Anyone that knows me will tell you that I like spicy food, no matter how hot. As any good Mexican, I was of the idea that anything can be made to taste better if you add some chilies to it, even candy. Oh, how wrong I was.
Today, my wife and I went for a walk at the mall. We stopped for a snack at a typical snack counter, the kind that sells candy, chips, nachos, some fruit— junk food in general. I hadn’t been to one of those places in a long time, since I was a kid. I realized, we Mexicans have gone too far with our obsession for hot food. I kid you not, every single item in that store had either chili powder, or tamarind chili paste, or the most god-awful stuff there is: Lucas— most things in the store had all three. I’m not talking about a light sprinkling either, almost everything in shop— peanuts, apples, tamarind, pineapple, mango, Doritos, pistachio nuts— was served completely submerged in chili sauce, usually after being thoroughly coated with Lucas or chili powder, turning into a bizarre sort of stomach-destroying soup.

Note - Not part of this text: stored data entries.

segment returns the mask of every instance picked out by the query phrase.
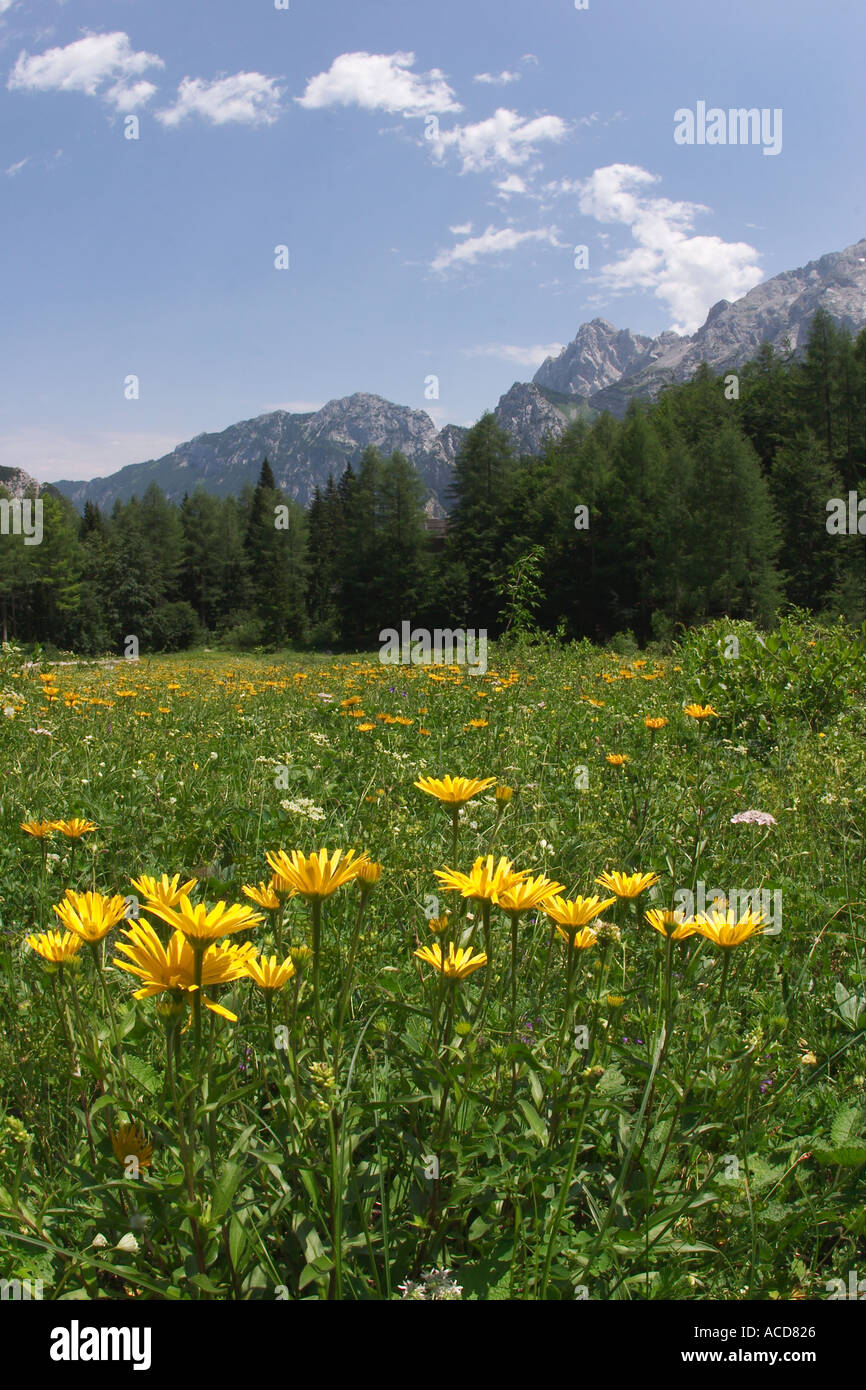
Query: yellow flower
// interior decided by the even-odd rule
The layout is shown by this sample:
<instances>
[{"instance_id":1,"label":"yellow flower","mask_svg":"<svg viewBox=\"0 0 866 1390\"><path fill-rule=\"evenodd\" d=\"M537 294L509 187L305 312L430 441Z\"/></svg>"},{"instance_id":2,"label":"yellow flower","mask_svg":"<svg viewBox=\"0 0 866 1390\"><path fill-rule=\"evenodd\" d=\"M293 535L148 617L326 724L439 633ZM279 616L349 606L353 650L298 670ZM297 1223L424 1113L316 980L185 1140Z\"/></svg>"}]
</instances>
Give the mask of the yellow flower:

We don' need your steenkin' chocolate, gringos, we got Lucas. Yes. That stuff is considered candy here.
We also visited a candy shop in which every item in the shop had a chili covered version, including nuts of all kinds, hard candies, soft candies, marshmallows, dried fruit and, yes, even chocolate (even the Aztecs prepared chocolate mixing it with chili peppers instead of milk and sugar). Tamarind pulp mixed with chili was everywhere. For the love of God, tamarind is not candy. Asians have the right idea about tamarind: in Asia, people believed that the tamarind tree poisoned the air around it and that people who fell asleep under the tree would be dragged off to hell by demons.
Mexican candy is awful, it seems every time a Mexican has a snack, it’s just an excuse to cram a liter of hot sauce down his throat. Candy is supposed to be sweet and soothing. Here in Mexico, most of it is hot and stings. It will burn your throat and make your eyes water. It will also contain sticky red tamarind that will stain and burn everything it touches, and will refuse to let go of your teeth until you are forced to taste every single last bit. It’s usually deceiving, the very first taste of Mexican candy might be pleasant, but it quickly spreads down to your throat and up into your sinuses and refuses to go away, making its presence felt every inch of its way down your digestive tract.
There are a lot of things I love about Mexico, just not the candy. It’s terrible.